Let $A$ be a $2\times 2$ matrix with integer coefficients and $$ p_A : S^1 \times S^1 \to S^1 \times S^1 $$ such that $$ (z,w) \to (z^{a_{11}}w^{a_{12}},z^{a_{21}}w^{a_{22}}). $$ Show that $p_A$ is a covering with degree $|\det(A)|$ if $\det(A) \neq 0$.
I have no clue. Could you help me, please?
You have the cover $p:R^2\rightarrow S^1\times S^1$ defined by $p(x,y)=(e^{ix},e^{iy})$. The linear map $A$ of $R^2$ is a diffeomorphism iff $det(A)=0$.
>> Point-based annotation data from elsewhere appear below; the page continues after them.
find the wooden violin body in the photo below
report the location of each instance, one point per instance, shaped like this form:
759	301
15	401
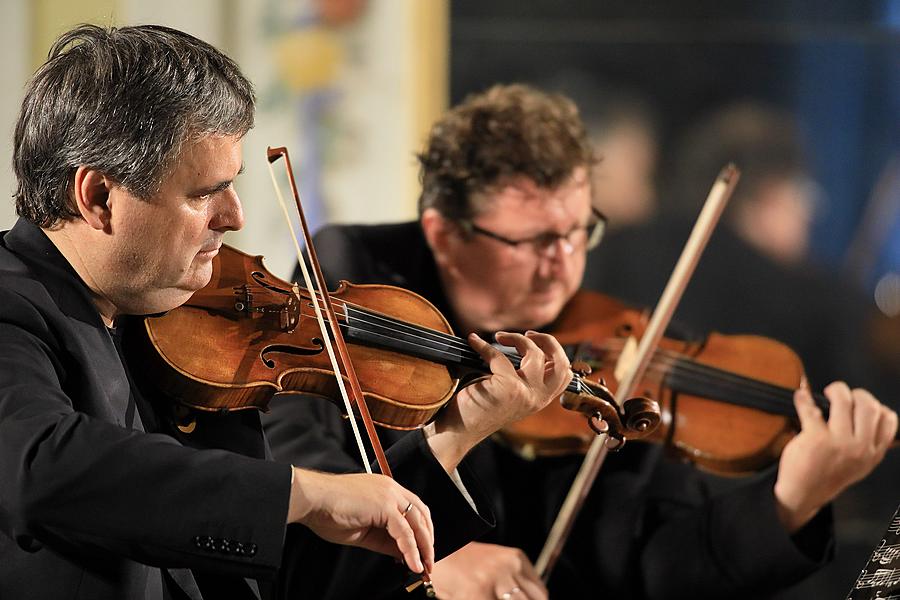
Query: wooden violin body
248	335
726	401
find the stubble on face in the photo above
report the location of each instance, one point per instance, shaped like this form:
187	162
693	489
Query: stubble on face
492	287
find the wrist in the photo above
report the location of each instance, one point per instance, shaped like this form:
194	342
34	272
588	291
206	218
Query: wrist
301	502
792	512
448	444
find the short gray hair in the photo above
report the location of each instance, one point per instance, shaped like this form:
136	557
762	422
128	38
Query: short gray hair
122	101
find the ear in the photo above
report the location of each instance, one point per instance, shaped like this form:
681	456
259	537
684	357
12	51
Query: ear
439	233
91	196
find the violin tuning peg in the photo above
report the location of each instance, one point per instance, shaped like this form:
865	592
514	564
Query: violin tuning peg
581	368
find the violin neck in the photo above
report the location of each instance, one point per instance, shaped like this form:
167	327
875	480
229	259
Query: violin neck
695	379
372	329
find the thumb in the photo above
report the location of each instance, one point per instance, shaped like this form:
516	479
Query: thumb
809	414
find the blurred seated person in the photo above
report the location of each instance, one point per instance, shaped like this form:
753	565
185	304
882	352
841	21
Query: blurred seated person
506	223
621	127
754	276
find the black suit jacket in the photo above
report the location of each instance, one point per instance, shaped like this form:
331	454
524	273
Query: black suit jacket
651	528
97	489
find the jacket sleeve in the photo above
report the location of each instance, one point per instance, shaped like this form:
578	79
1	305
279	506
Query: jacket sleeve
309	432
731	545
76	481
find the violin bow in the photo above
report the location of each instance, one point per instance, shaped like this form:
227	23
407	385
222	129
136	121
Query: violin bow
320	301
709	216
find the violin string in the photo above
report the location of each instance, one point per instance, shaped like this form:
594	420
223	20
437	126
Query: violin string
686	364
762	395
758	394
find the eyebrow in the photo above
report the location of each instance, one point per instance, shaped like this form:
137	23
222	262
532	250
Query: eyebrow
218	187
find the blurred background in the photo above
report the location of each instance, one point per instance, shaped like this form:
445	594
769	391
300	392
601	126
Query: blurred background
804	96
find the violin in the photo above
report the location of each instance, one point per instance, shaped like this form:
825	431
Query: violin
726	400
247	335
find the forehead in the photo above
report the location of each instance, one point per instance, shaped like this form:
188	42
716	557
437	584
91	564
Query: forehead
523	194
208	159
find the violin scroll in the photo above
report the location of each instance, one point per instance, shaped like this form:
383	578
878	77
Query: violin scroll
637	418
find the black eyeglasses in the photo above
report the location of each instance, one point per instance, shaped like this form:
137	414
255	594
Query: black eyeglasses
586	237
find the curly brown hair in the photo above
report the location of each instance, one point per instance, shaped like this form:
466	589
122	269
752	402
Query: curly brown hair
506	132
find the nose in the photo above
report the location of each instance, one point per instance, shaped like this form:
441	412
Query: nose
561	246
553	258
229	215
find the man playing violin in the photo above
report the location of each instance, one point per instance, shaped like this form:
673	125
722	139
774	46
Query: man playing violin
506	221
126	150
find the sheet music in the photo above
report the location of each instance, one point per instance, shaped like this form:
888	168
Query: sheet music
880	579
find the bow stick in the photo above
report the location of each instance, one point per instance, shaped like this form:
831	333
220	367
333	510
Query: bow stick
684	269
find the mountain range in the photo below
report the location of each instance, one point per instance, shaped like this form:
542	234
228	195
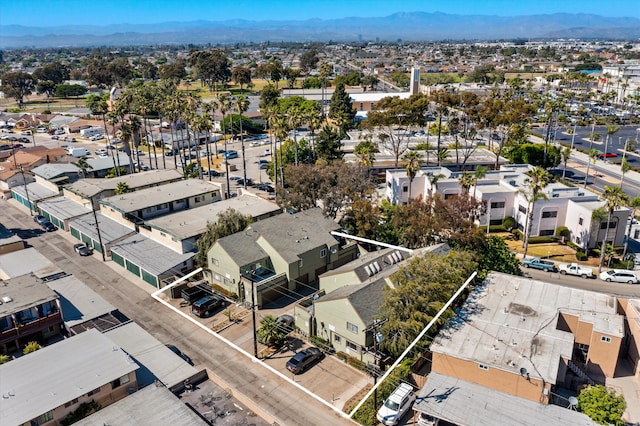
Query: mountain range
413	26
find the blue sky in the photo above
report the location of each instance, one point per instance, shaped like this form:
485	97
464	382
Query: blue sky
104	12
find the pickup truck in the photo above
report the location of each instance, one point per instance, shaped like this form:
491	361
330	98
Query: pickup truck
575	269
537	263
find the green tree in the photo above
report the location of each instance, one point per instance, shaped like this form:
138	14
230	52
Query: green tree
613	198
17	85
270	332
420	288
31	347
229	222
537	179
412	163
602	405
328	145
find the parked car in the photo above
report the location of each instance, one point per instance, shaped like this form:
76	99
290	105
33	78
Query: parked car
82	249
619	276
205	306
396	405
230	154
304	359
180	354
44	223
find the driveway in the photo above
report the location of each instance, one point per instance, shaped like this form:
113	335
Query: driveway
269	391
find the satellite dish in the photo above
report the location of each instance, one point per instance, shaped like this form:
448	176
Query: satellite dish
573	402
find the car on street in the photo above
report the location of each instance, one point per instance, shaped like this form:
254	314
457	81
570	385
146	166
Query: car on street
205	306
619	276
230	154
304	359
44	223
266	187
180	354
396	405
82	249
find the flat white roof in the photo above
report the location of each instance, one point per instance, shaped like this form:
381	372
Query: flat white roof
509	323
469	404
166	193
54	375
158	361
26	261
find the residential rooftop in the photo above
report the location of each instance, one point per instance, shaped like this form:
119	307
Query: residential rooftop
23	292
509	323
193	222
168	193
82	363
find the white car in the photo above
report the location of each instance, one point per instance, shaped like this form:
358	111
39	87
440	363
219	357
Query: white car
619	276
398	403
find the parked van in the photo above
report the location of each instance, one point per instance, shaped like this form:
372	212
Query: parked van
398	403
78	152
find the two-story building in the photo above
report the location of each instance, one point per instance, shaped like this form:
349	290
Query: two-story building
277	255
30	311
504	192
523	342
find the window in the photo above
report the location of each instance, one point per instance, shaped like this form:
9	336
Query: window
352	346
119	382
44	418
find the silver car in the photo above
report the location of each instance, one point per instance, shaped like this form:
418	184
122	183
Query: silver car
619	276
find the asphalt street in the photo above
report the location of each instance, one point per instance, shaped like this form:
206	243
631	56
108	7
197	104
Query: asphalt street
276	396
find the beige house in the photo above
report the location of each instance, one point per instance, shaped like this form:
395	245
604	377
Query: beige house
277	255
522	342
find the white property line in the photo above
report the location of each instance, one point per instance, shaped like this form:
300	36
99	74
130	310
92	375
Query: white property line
406	351
366	240
234	346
The $f_A:S^1\times S^1\rightarrow S^1\times S^1$ defined by $f_A(e^{ix},e^{iy})=e^{ia_{11}x}e^{ia_{12}y},e^{ia_{21}x}e^{ia_{22}y})$ verifies $p\circ A=f_A\circ p$. This implies that $dp\circ A=df_A\circ dp$. Since $dp_{x,y}:T_{x,y}R^2\rightarrow T_{e^{ix},e^{iy}}S^1\times S^1$ is an isomorphism, we deduce that ${df_A}_{e^{ix},e^{iy}}$ is an isomorphism if and only if $A$ is an isomorphism. This is equivalent to the fact that $f_A$ is a local diffeomorphism defined on a compact manifold i.e a covering iff $A$ is a diffeomorphism.
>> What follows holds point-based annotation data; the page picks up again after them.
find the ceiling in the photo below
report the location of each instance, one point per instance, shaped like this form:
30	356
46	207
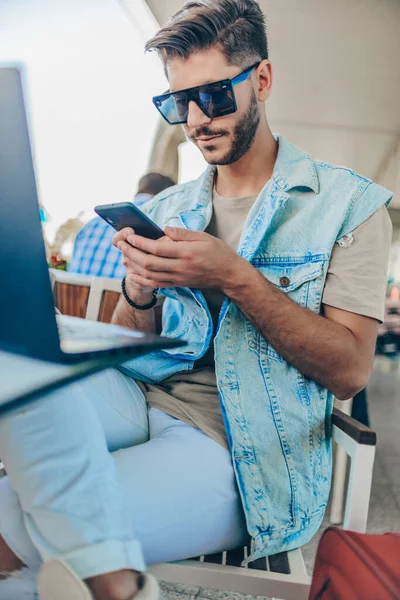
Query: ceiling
336	80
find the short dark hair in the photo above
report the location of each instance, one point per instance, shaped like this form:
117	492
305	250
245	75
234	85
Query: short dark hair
154	183
236	26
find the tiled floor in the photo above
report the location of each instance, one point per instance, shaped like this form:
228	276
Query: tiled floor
384	512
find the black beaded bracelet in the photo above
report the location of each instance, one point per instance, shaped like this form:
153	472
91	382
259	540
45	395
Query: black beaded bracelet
152	303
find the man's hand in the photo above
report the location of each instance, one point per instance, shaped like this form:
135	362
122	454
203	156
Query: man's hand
182	258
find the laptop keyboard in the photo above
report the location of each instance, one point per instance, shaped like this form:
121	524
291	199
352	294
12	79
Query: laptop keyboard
80	329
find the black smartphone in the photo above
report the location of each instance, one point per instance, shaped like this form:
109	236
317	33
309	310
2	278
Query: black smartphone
125	214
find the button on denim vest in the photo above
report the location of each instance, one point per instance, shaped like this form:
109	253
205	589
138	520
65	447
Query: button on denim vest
277	420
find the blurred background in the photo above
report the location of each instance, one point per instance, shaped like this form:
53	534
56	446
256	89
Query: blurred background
95	132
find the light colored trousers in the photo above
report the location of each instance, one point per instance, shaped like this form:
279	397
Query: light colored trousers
101	480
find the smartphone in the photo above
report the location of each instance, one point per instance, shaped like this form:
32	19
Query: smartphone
125	214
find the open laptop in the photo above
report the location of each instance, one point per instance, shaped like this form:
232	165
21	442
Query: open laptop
28	324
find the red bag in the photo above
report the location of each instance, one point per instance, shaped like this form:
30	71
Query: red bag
356	566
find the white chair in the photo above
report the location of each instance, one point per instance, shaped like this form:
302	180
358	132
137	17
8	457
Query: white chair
283	575
97	287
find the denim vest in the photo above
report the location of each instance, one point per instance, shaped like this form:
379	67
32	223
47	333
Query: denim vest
277	420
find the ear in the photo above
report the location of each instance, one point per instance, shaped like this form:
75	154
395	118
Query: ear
264	80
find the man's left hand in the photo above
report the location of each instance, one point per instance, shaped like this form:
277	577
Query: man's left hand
187	259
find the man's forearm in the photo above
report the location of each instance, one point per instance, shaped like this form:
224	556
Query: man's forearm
140	320
321	349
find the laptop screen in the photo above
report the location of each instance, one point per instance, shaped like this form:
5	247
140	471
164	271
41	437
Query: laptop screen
27	321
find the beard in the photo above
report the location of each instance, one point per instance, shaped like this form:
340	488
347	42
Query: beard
243	136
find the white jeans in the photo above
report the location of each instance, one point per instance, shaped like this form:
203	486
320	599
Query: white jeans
101	480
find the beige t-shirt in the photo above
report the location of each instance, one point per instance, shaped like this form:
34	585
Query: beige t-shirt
356	281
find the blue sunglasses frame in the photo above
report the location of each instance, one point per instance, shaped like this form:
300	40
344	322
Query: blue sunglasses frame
194	93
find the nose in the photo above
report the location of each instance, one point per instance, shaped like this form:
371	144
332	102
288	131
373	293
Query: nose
196	118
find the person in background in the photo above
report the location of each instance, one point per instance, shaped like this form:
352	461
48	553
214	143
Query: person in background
93	252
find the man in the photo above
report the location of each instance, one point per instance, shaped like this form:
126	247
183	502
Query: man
273	268
93	252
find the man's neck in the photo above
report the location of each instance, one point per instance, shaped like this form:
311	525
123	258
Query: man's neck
248	175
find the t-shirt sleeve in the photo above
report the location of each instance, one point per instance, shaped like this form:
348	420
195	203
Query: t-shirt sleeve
357	272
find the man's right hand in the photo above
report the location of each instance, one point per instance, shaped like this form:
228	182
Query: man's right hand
137	293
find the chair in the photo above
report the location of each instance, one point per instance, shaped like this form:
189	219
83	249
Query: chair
282	575
85	296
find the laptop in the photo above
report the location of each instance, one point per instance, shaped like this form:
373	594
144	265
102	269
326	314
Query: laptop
28	322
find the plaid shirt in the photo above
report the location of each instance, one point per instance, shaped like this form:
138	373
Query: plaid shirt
94	253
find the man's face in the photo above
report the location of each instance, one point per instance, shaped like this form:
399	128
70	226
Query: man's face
223	140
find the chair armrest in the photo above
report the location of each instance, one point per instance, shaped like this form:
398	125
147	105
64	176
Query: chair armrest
357	431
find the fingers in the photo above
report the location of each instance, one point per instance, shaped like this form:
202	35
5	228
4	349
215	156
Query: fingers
147	262
163	247
122	235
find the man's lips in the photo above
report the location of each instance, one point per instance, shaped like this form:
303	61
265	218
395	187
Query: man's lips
207	138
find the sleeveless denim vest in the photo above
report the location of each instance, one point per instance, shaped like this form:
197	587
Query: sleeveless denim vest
277	421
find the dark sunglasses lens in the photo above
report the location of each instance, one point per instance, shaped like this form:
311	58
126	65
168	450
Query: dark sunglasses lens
174	108
216	100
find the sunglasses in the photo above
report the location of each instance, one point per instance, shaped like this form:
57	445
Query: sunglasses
214	99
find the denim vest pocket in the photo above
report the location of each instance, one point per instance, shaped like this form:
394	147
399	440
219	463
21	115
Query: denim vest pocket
301	281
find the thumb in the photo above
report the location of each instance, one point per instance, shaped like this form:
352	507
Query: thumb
180	234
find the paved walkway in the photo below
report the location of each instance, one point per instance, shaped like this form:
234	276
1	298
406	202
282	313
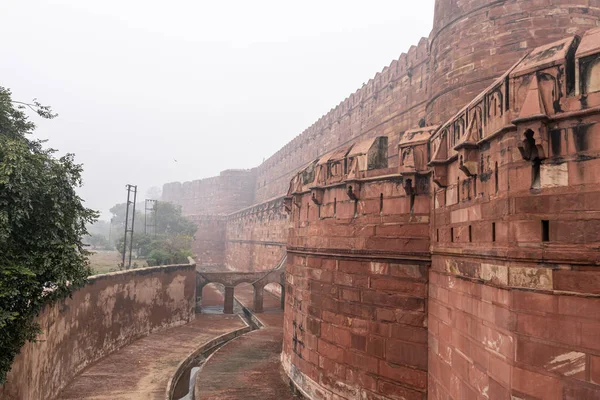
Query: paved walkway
248	367
141	370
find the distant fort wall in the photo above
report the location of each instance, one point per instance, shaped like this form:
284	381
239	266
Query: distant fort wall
106	314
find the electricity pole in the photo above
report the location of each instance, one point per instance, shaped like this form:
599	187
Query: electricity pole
130	189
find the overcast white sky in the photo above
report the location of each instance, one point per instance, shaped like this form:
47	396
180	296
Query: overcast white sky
212	84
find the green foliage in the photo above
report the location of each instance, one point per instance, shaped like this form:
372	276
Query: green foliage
170	250
42	223
172	243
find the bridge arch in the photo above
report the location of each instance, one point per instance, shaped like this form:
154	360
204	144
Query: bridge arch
231	279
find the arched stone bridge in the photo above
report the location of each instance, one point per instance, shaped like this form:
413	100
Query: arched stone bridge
231	279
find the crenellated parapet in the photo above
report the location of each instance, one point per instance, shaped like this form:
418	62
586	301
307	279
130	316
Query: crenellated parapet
486	226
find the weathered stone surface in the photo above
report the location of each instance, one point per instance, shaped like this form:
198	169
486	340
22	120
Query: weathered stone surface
109	312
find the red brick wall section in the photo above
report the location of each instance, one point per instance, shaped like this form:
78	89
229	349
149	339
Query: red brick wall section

A proper local diffeomorphism between manifolds is a covering map.
To compute the degree of $f_A$, remark that if $dx\wedge dy$ is the volume form of $R^2$, it is invariant by the translations so it is invariant by the Deck transformations of the covering $p$. You deduce the existstence of a volume form $\omega$ of $S^1\times S^1$ such that $p^*\omega =dx\wedge dy$, you have $det(A)dx\wedge dy= A^*dx\wedge dy =A^*p^*\omega=(p\circ A)^*\omega =(f_A\circ p)^*\omega=p^*(f_A^*\omega)=p^*(det A\omega)$. This implies that $f_A^*\omega =detA\omega$ since $dp_{x,y}$ is an isomorphism.